12日に発表したケリング・グループの2019年の売上は171億5000万ドル(約1兆9200億円)で、前年比16.2%増となった。新規店舗を除いた既存店舗を基準としてみても13.3%増えた。代表ブランドであるグッチの売り上げは13.3%増となる105億660万ドルであり、サンローランは14.4%増となる22億3580万ドルを記録した。

このように2桁の高い増加率を示しながらもピノ会長が「展望が不透明」という公式発言をしたのは異例だ。新型コロナによって中国の販路が遮断されたことに対する不安を直接的に表わしたものだ。

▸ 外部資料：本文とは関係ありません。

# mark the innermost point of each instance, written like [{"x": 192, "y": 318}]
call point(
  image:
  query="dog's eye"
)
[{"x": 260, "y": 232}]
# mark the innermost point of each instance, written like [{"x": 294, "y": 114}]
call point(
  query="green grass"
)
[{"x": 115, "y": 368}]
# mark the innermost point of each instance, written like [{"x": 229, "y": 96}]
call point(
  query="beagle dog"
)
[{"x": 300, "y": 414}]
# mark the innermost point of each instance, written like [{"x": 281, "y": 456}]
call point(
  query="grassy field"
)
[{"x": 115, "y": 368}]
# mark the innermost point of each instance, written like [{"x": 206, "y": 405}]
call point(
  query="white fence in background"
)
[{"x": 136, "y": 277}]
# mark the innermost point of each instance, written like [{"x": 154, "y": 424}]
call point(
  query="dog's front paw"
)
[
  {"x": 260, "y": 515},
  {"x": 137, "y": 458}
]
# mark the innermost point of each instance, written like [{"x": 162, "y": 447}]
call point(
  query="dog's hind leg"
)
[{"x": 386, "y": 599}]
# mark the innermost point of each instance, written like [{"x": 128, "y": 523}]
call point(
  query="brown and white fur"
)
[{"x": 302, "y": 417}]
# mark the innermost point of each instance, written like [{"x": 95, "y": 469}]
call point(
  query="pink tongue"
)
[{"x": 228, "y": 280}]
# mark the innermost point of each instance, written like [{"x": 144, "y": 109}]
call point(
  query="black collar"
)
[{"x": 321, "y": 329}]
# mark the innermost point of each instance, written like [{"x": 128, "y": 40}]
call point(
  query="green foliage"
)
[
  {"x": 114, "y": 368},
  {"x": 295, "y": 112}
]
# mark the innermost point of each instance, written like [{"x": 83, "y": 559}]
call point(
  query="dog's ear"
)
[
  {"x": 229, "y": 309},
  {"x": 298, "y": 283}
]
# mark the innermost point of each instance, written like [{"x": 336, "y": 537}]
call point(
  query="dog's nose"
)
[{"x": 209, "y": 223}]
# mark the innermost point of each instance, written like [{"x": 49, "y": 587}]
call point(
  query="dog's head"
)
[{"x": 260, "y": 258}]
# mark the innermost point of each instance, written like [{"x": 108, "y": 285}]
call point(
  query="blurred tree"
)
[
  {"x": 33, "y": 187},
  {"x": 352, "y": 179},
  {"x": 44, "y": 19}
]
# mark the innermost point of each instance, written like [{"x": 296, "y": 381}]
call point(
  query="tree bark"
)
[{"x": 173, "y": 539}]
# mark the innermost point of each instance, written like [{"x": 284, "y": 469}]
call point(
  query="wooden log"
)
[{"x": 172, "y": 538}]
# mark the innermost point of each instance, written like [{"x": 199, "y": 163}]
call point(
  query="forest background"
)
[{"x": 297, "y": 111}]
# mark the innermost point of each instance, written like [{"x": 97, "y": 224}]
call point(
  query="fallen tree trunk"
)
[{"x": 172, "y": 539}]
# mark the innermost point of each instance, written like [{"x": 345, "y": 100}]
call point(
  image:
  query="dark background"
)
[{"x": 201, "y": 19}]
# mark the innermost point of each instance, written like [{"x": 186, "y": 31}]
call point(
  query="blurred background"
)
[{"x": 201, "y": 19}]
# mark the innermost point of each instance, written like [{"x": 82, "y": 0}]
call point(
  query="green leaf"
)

世界ブランド市場で中国が占める比重は大きい。グローバル経営コンサルティング企業マッキンゼーの「2019年中国ラグジュアリー市場報告書」によると、2018年に中国消費者がラグジュアリー製品に使ったお金は7700万人民元(約12兆2848億円)に達した。2020年には9210億元で世界の名品消費額の40%を、2025年には1兆2270億元で世界名品消費額の65%を占めると予想していた。

ピノ会長はまた「ひとまず現在は中国でオンライン販売に依存しているが、消費者は対面配送を避けているため物流センターを閉めている状態」とし「安全地域に新規店舗を開き、中国在庫を他の国に送るなどグループ次元の緊急対応策を用意している」とした。だが、ブランド業界では中国に保管中だった在庫を他の国に移すこと自体が物理的に難しいうえ、近くの韓国や日本にも割り当てられた在庫があり受け入れは難しいとみられている。アジア国家全体が新型コロナ事態で売上が急減している点も否定的な展望の一要素となっている。